Во время сплава третьего каравана в 1705 году под Казанью, у деревни Услон, случилась задержка. “19 мая в той Услонской деревне по приказу Александра Сергеева государевы суды остановили и фузеи, которые посланы были из Тобольска в Москву, взяли. В своей отписке Петру I Сергеев писал, что вынужден был взять эти фузеи, так как “из-за окраинных закамских городов в Казань каракалпаки и киргизы казаки (казахи) с великим собранием идут, с боем на русские низовые города, а у новоприборных солдат ружей самое малое число и то послано на Уфу и иные города с полками. А в Казани никакого ружья нет. И для опасения твоих великого государя городов и людей то ружье — 1366 фузей я взял и продал в Казани новоприборным солдатам. И велел им быть во всяком опасении и на всякий час готовым”.
От Казани до Нижнего Новгорода доходили дней за 6—10. Здесь также происходила смена гребцов. Тобольские крестьяне нанимали вместо себя “в работу на дощаники нижнегородских жителей, т.к. у них, крестьян, от тяжелой работы ноги отекли и заскорбели нутренной болезнью… и отпущены они с дощаников”. В Нижнем же часто ссылали с судов тех работников, которые были уличены в краже. Так, например, в 1704 и в 1705 годах были сосланы с дощаников Ермак Шершнев и Алексей Рыболов, “потому что покрали своих же артельщиков”.
После Нижнего Новгорода путь каравана проходил по Оке. Идти приходилось также вверх по течению на бурлацкой тяге через Муром, Касимов, Рязань до Коломны. Этот маршрут проходили в среднем за месяц. Для бурлаков это был тяжелый участок, так как Ока во многих местах мелководна. Дощаники отставали один от другого, ибо “работные люди от бечевой тяги заболевали, уставали и не могли идти.

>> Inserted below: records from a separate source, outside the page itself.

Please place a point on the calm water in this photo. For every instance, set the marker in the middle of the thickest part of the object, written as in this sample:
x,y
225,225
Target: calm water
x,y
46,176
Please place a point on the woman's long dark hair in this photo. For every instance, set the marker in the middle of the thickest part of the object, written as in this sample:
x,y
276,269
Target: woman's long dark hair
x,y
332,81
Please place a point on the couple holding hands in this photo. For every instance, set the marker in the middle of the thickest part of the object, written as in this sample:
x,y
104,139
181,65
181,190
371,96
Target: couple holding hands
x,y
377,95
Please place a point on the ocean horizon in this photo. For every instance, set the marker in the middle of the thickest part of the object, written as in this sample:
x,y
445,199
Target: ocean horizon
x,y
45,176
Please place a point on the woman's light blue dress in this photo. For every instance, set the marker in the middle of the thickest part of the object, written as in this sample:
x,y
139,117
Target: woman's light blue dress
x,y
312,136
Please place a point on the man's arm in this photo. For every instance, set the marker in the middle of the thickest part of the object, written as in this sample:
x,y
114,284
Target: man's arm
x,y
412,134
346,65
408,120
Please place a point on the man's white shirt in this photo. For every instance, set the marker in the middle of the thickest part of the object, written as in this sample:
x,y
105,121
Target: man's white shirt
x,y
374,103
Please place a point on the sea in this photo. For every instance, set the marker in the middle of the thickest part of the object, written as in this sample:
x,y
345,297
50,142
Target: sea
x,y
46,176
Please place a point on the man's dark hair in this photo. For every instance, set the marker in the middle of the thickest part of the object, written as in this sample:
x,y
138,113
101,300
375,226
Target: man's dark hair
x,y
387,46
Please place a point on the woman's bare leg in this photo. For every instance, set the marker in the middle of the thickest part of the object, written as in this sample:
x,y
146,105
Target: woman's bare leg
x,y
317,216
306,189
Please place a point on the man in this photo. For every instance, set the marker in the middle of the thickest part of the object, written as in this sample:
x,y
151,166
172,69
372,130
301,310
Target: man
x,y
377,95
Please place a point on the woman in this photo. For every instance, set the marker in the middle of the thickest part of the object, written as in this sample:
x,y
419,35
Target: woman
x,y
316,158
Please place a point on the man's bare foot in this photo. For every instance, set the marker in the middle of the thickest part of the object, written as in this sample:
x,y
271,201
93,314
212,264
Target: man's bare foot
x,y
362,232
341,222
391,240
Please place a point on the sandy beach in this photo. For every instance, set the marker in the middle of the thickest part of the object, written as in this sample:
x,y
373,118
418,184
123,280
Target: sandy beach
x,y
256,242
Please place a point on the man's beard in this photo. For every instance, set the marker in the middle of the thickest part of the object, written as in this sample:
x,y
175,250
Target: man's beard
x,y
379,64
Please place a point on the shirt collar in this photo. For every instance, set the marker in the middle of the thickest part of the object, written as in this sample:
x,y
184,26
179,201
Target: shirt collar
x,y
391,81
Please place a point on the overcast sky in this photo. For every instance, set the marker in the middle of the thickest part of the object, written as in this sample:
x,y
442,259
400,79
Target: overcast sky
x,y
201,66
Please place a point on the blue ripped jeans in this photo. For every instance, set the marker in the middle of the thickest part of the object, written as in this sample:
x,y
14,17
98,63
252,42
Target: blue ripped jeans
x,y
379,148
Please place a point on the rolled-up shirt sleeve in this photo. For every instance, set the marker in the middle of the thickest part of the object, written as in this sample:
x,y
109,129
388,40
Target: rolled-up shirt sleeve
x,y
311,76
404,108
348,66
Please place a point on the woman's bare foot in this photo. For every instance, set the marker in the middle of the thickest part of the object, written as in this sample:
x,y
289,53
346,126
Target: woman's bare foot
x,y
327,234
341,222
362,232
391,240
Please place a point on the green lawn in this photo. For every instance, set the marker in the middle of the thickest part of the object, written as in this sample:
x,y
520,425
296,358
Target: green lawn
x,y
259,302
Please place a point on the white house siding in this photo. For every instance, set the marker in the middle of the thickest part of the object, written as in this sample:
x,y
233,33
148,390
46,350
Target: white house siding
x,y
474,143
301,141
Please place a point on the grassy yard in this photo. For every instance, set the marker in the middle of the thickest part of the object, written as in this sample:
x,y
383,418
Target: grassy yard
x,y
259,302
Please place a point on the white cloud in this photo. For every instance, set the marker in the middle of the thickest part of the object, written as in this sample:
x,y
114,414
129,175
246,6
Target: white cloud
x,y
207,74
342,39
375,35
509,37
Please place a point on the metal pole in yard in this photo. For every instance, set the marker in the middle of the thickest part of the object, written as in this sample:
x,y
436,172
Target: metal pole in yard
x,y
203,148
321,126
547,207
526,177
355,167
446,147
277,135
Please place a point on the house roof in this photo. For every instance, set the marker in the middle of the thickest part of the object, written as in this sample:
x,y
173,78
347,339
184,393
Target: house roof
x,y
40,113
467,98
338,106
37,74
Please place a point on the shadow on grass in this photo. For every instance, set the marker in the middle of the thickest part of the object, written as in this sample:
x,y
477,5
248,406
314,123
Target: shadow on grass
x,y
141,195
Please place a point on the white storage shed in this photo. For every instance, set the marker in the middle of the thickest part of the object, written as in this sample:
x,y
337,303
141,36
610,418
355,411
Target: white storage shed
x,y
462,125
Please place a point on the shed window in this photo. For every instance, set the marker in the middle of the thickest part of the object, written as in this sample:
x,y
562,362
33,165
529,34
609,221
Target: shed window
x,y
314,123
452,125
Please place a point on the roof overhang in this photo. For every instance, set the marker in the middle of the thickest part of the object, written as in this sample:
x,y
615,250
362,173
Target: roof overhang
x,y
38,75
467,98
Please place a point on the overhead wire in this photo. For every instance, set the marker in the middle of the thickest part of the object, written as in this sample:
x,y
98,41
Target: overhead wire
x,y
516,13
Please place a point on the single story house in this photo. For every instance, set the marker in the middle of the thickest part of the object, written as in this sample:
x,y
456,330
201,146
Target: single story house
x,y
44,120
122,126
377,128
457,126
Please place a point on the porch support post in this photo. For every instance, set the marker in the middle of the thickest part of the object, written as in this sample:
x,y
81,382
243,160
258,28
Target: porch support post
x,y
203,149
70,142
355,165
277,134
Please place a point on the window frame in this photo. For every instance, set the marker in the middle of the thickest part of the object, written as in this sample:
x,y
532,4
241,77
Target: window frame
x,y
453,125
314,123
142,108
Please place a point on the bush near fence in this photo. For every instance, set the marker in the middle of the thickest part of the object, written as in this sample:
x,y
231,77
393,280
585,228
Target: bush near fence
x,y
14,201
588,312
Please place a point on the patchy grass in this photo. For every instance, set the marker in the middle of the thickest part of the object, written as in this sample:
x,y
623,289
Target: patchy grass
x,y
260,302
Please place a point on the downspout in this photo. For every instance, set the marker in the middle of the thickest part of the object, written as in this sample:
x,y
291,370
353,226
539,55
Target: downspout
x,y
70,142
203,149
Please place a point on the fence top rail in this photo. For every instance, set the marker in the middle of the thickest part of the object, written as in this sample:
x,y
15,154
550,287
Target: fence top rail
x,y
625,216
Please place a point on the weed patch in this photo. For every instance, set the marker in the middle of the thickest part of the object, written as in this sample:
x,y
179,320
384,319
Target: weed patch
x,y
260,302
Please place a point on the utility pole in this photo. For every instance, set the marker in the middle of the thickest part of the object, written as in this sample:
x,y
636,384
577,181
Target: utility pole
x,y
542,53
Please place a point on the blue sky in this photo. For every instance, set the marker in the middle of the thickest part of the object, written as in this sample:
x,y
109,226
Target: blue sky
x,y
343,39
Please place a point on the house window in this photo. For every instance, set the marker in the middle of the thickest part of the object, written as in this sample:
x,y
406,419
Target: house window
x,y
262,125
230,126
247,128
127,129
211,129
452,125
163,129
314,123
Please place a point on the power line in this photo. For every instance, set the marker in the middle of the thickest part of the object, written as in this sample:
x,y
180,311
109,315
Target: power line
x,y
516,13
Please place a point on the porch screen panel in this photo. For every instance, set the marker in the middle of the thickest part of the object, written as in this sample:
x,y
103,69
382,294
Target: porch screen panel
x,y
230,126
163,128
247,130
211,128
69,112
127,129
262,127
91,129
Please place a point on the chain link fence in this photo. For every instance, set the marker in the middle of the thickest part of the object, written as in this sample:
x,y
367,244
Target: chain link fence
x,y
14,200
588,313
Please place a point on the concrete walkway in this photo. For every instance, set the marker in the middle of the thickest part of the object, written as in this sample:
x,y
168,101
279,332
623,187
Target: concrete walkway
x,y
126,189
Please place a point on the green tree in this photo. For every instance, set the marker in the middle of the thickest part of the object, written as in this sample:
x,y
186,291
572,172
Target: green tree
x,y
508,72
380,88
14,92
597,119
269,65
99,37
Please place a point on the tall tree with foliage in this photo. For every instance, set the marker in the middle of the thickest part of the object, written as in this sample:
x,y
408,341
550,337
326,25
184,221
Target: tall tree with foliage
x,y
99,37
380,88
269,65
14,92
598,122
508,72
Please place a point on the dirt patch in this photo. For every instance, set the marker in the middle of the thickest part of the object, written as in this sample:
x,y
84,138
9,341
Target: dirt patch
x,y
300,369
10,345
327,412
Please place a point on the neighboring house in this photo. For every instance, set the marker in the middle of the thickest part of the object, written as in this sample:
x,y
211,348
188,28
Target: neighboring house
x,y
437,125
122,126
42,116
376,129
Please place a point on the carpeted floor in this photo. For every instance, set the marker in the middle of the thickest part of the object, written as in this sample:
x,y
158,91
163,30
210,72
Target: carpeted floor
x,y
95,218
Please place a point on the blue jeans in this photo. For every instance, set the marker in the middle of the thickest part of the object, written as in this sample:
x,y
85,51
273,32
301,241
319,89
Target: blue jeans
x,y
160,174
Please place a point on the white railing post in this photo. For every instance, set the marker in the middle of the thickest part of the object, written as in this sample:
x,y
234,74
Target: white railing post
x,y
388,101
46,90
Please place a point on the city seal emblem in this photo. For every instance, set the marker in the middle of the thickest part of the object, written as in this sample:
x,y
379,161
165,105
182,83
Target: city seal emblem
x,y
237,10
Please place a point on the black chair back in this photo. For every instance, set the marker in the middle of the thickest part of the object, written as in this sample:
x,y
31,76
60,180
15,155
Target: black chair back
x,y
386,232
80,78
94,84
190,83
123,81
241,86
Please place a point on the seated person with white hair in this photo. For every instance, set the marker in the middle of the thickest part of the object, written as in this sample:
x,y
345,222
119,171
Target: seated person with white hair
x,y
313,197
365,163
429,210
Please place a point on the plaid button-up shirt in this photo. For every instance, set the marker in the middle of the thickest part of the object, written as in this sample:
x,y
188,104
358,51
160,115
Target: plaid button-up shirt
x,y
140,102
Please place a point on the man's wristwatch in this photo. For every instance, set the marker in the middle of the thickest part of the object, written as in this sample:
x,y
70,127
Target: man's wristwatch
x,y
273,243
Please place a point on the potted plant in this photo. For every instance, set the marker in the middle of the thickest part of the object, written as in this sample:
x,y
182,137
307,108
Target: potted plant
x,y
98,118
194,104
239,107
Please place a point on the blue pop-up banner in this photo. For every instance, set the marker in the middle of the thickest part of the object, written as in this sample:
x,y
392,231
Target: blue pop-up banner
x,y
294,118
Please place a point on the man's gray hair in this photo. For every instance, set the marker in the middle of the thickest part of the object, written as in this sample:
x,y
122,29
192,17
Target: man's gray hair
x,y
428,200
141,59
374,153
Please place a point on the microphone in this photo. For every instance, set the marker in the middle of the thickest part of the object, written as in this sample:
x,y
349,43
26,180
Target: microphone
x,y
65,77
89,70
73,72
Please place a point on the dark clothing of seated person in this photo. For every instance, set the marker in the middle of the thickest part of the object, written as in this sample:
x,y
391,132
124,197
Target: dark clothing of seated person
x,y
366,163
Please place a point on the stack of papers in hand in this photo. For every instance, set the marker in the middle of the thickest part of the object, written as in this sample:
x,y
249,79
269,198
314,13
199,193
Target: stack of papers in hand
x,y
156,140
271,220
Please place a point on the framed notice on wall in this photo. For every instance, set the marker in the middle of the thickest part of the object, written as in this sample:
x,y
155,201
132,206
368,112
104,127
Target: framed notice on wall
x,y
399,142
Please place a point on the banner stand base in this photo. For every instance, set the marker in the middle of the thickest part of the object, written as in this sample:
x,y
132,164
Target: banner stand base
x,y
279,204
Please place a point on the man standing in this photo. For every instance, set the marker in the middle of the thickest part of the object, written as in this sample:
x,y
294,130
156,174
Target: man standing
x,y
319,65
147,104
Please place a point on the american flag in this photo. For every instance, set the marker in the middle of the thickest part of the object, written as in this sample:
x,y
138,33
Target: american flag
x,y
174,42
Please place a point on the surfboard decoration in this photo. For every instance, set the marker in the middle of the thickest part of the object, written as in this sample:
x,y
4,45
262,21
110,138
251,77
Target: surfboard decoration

По Москве-реке тоже шли бечевою. Этот участок был небольшим по протяженности, но из-за мелководья суда продвигались медленно. Так, например, второй караван, пройдя государево дворцовое Новое село, замелел на переборах, не дойдя до Москвы 35 верст, так как воды было меньше, чем аршин. Третьему каравану повезло: когда они тоже замелели и уже хотели выгружать железо на подводы, пошел дождь, вода в реке прибыла, и караван благополучно дошел до самой Москвы.
А караваны, которые шли до Архангельска или Санкт-Петербурга, этот путь не всегда проходили за одну навигацию. Чаще всего транспортировка занимала около полутора лет. Суда осенью останавливались на зимовку в Твери. Железо разгружалось. Следующей весной караван вновь двигался в путь и к концу лета приходил в Санкт-Петербург.
За восемнадцать лет, с 1703 по 1719 год, с Каменского завода на Уткинскую пристань было отправлено около 500 орудий, более 48 000 снарядов, около 100 000 пудов железа, уклада и стали. Таким образом, Каменский завод помог России одержать победу в длительной войне со Швецией, обеспечив армию Петра I большим количеством артиллерийских орудий и железа, которое оказалось “гораздо лутче и мяхче шпанского и свицкого железа”.